Esxi Hosts will enter a not responding state due to underlying storage issues.
While taking a closer look at the logs you may see Heartbeat timeouts may occur on a vmfs datastore connected to the hosts through software based vmk_iscsi adapter.
These timeouts will continue for a long time without any indication of scsi sense code that indicate an ongoing issue, these "Waiting for timed out HB" messages seen in vmkernel will continue for an extended period of time.

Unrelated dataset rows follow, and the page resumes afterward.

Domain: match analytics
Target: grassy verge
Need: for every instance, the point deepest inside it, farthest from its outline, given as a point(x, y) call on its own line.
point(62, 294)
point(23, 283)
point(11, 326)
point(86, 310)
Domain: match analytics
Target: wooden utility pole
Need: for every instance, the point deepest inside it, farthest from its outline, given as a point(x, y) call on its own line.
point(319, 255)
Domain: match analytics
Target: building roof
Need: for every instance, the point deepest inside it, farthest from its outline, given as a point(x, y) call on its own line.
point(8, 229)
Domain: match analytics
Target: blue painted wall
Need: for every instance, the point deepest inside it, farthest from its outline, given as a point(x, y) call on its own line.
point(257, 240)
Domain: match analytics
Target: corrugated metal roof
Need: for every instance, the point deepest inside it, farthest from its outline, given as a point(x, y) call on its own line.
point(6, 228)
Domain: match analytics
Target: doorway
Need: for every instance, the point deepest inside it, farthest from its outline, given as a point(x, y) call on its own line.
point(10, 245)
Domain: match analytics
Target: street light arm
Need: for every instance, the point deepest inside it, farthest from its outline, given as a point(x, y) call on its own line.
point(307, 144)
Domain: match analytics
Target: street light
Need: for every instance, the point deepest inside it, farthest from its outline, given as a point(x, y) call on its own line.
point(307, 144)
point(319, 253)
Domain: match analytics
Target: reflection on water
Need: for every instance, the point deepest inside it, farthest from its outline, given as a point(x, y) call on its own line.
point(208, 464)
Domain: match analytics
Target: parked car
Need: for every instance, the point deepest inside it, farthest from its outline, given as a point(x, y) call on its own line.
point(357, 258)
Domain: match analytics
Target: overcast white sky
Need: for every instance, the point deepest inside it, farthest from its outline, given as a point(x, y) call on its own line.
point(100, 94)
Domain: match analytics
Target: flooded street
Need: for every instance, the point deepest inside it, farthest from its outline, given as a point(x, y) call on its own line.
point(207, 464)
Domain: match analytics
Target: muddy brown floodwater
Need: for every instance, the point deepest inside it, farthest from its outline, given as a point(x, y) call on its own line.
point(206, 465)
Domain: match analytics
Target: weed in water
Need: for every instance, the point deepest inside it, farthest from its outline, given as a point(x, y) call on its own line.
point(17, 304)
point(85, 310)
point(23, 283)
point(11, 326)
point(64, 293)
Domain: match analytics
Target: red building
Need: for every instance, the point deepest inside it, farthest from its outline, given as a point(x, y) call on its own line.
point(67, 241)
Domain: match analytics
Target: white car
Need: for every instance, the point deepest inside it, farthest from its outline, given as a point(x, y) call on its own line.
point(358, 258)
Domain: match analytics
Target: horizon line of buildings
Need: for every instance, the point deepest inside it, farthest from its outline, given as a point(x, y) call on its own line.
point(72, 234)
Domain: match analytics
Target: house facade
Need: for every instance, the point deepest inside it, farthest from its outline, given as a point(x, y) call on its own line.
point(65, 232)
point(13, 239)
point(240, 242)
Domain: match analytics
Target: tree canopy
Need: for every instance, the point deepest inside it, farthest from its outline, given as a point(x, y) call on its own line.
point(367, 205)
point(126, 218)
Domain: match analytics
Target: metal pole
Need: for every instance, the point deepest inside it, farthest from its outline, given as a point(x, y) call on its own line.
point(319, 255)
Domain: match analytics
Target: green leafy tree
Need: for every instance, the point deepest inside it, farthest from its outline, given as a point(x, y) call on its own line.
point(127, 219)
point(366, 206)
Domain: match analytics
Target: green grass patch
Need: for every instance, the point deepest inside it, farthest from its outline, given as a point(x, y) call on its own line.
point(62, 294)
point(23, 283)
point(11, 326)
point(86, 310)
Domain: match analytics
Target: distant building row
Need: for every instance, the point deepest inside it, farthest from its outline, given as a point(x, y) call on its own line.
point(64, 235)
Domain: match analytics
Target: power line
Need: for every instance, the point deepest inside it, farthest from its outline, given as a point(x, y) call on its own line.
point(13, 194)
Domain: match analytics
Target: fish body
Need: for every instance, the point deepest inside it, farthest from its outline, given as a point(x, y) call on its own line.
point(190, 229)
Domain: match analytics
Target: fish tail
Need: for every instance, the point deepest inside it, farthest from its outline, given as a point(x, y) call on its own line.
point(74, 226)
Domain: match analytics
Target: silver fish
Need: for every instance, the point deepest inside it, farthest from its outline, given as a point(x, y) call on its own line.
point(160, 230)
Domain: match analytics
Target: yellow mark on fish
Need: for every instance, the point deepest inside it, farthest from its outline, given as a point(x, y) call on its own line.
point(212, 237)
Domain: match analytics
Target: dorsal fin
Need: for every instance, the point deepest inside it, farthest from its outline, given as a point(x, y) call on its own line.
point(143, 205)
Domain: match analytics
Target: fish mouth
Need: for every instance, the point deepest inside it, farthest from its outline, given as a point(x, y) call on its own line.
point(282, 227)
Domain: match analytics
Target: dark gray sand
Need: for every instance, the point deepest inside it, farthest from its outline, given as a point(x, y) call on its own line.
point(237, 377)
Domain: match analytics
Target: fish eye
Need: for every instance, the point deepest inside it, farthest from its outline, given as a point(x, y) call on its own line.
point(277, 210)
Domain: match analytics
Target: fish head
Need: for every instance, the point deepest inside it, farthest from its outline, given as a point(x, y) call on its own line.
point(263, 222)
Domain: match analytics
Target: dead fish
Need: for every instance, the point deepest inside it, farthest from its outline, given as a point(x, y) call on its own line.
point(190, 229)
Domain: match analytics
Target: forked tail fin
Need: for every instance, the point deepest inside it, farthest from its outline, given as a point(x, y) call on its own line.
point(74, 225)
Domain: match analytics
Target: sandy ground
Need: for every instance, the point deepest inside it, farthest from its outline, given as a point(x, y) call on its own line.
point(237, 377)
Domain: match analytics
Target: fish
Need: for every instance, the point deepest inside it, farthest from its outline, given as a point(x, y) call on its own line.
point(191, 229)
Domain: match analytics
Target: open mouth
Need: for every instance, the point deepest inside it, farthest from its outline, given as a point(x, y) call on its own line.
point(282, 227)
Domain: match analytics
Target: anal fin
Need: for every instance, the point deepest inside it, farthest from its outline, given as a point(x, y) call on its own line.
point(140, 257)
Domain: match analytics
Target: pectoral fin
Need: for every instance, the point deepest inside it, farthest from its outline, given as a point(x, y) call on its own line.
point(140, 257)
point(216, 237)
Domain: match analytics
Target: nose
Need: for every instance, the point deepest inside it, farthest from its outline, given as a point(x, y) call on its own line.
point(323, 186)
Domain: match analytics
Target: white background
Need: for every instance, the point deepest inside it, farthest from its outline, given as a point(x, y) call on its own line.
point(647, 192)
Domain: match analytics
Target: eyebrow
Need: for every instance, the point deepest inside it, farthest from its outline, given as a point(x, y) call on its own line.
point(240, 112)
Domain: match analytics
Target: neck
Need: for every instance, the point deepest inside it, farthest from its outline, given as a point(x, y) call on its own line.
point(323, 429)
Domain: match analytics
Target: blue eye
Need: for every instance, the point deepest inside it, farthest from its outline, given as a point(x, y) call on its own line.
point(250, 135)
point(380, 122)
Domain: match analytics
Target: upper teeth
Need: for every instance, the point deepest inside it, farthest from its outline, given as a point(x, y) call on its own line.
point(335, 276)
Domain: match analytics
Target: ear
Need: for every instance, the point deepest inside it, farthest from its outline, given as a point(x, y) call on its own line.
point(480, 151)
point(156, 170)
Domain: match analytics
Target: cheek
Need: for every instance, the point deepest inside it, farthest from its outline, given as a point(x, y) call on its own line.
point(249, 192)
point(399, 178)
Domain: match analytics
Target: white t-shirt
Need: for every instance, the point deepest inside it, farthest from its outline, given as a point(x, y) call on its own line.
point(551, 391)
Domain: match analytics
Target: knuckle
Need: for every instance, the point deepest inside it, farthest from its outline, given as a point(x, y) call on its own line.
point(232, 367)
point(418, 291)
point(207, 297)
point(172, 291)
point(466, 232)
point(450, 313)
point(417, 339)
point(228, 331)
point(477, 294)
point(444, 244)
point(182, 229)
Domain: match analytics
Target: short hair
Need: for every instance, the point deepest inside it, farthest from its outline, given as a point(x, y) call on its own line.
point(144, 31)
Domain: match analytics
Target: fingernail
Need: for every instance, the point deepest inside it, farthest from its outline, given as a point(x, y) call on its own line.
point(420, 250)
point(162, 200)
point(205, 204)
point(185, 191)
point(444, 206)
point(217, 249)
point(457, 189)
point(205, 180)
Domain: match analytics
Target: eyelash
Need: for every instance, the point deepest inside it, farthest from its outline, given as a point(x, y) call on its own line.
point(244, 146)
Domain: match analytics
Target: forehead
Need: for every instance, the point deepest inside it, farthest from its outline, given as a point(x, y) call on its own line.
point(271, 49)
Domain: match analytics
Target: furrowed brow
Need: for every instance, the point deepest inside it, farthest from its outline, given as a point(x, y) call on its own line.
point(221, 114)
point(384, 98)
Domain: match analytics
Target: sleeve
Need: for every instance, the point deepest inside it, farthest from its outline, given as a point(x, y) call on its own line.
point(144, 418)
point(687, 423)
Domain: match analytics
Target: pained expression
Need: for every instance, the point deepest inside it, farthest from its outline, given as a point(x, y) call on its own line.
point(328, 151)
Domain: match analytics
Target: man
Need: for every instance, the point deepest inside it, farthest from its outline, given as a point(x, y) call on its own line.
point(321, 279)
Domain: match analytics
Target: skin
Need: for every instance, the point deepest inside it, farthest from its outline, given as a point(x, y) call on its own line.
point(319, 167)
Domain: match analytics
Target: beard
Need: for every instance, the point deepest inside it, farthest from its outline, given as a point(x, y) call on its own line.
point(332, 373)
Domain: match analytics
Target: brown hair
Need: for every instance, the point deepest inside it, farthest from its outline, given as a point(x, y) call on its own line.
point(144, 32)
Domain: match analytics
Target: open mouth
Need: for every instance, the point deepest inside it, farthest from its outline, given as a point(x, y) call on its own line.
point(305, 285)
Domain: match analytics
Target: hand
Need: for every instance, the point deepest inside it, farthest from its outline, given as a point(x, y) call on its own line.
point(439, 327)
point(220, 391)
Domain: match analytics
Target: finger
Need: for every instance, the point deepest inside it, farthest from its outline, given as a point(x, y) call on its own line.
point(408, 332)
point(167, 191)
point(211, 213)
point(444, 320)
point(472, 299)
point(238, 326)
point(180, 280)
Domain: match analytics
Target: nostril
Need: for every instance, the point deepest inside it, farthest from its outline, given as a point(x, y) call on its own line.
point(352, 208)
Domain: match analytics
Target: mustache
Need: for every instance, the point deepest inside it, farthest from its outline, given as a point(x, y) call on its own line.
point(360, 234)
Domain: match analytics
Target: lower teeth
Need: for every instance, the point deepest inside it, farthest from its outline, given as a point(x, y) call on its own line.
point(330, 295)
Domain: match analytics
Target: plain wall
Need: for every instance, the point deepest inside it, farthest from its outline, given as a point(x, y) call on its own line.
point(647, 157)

If the ESXi host is running 6.7 or higher you may see indications of a Task mgmt command is stuck.

For example:
"Task mgmt request issued to device naa.60002ac000000000000000180007eb79 is stuck"
 


Environment

VMware vSphere ESXi 6.7
VMware vSphere ESXi 6.5
VMware vSphere ESXi 7.0.0

Cause

Due to a race condition inside iscsi_vmk driver, commands and the corresponsing task mgmt process can get stuck at the driver level. 

Resolution

This issue is resolved in vSphere ESXi 7.0 U3f (build number 20036589).
This issue is resolved in vSphere ESXi 6.7 P07 (build number 19898906).
This issue is resolved in vSphere ESXi 6.5 P05 (build number 16576891).


Additional Information

Impact/Risks:

ESXi hosts enters a 'not responding' state after Switch upgrades or Storage node reboots.
Once a host enters a not responding state you will lose manageability over the Host and the vms which reside within.